Thursday, April 12, 2007

From The Vault: Scars' Author! Author!


I've been incredibly derelict with this blog lately, so I shall have to play catch-up.

What I've been listening to recently: I don't know, a lot of stuff really. I suppose the most recent CD I spinned could be a start, and that would be the utterly brilliant reissue of the Scars' Author! Author!. Now I know they don't necessarily fit into the overall schematic of this blog because they were highly critically adored throughout their existence and have continued to receive positive attention from All The Right People, but the simple fact that I discovered them through the New Wave Outpost's "Song Of The Week" super-obscuro New Wave feature will lead one to believe that they were at least COMMERCIALLY underrated.

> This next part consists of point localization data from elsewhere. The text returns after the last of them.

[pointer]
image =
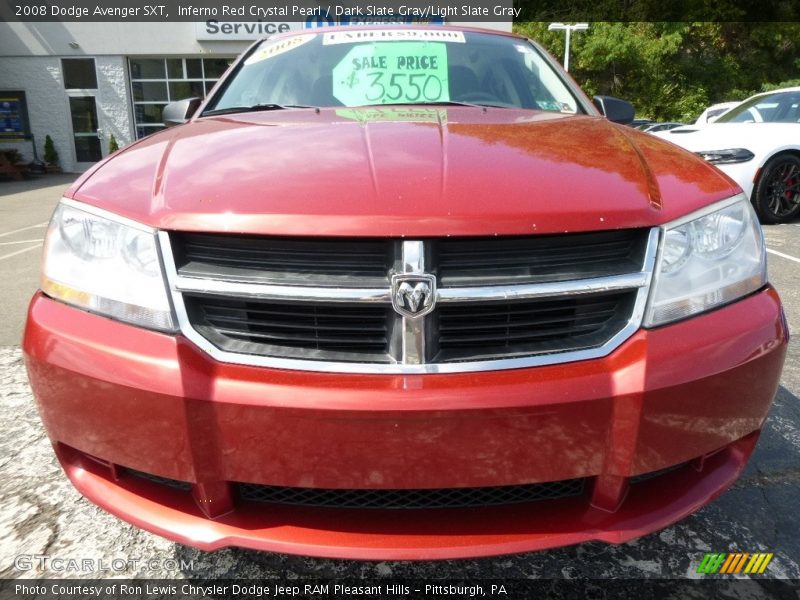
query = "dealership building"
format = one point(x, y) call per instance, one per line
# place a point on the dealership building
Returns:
point(80, 83)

Seriously, babes. They should have been Scotland's answer to Duran Duran. From me, that's a massive compliment, as I view Duran Duran to be the absolute gold standard acme of what is great about catchy pop music. The Scars performed music quite like that, with a little more of an anarchic punk spin; their songs were a little more primal and urgent and raw. But their last and most well-known single "All About You" wouldn't have been out-of-place on a compilation next to Simple Minds' "All The Things She Said" and "China" by Red Rockers, which is why that is the song most NWO regulars and others coming across that band from a New Wave standpoint remember that song.

I, however, think that only partially tells the musical story of a band whose extraordinary precociousness is rivaled only by their drive, passion, and determination in all they did and have done. With the average age of the individual band members not even 18 at the time of the band's 1977 formation, all four bandmates brought with them impressive resumes. Lead guitarist Paul Research and bassist John Mackie (both brothers) were both classically trained musicians before getting into rock music in their early teens, lead singer Robert King started his music career at the tender age of 12, and teenaged Calumn Mackay was already a veteran of various bands. Immediately upon the band's formation, all four boys committed themselves seriously to writing music and performing gigs and soon began attracting a small but loyal fanbase as they almost singlehandedly established punk in their native Edinburgh.

By the time the band got started on writing songs for the album Author! Author! their sound had mellowed and matured into something more authentically post-punk -- a comingling of raw punk verve and catchy disco grooves. And that's what most of the music on the album sounds like. However, with "All About You" the band landed on a new, even poppier sound, something with all the passion and intensity one might expect from a Scars track but with a preternatural maturity in its execution and delivery. Had the band continued on this musical track for a followup album, their fanbase would have grown exponentially, and had they released yet another album no one would have dared forget them. After five albums, people would be calling them "Scotland's answer to Duran Duran" and they, not the Simple Minds, would have become the biggest Scottish pop group of the '80s. Which could've turned out to be not quite as good a thing as that seems.

See, the individual band members (including second drummer Steve McLaughlin) have managed to do very well for themselves post-Scars, continuing with their lifelong pattern of impressive accomplishments. Robert King, who learned Greek at the almost literally unbelievable age of 10, has continued to showcase his talent for languages as a Ph.D. holder/expert on ancient languages. Paul Research is continuing to make and perform both popular and classical music, runs marathons, and works a decidedly white collar IT job. John Mackie owns his own design firm. Calumn Mackay is a physicist and engineer who continues to play drums in blues and rock bands in his Grenoble (France) home. And Steve McLaughlin is an in-demand record producer and engineer, working with artists such as Sting and Badly Drawn Boy and winning a Grammy (of all things) for his work on a Tom Petty album.

Perhaps it might have been a curse for a group such as this to have become wildly popular. Maybe they would have felt an intense frustration from the constraints such a life trajectory would have provided. But it would've also meant people such as myself, living an ocean, several thousand miles, and decades away, would have been able to get aboard their fan train a lot easier. I know, I know, that's selfish thinking, but after becoming very acquainted with the band's music, I am puzzled as to why a group with that amount of talent should have had to lie dormant at the bottom of the music history ravine. The fact that they were only there because of the brevity of their recording history is a consolation.

1 comment:

Unknown said...

Ah, the Scars - greatest-ever band in the Scottish punk/post-punk universe.

I was there. Saw them, loved them, still adore them.

It was indeed a tragedy that they never achieved the success they deserved, but such a joy to finally see them get the critical acclaim they missed and with the album rereleased at last, hopefully some commercial success too.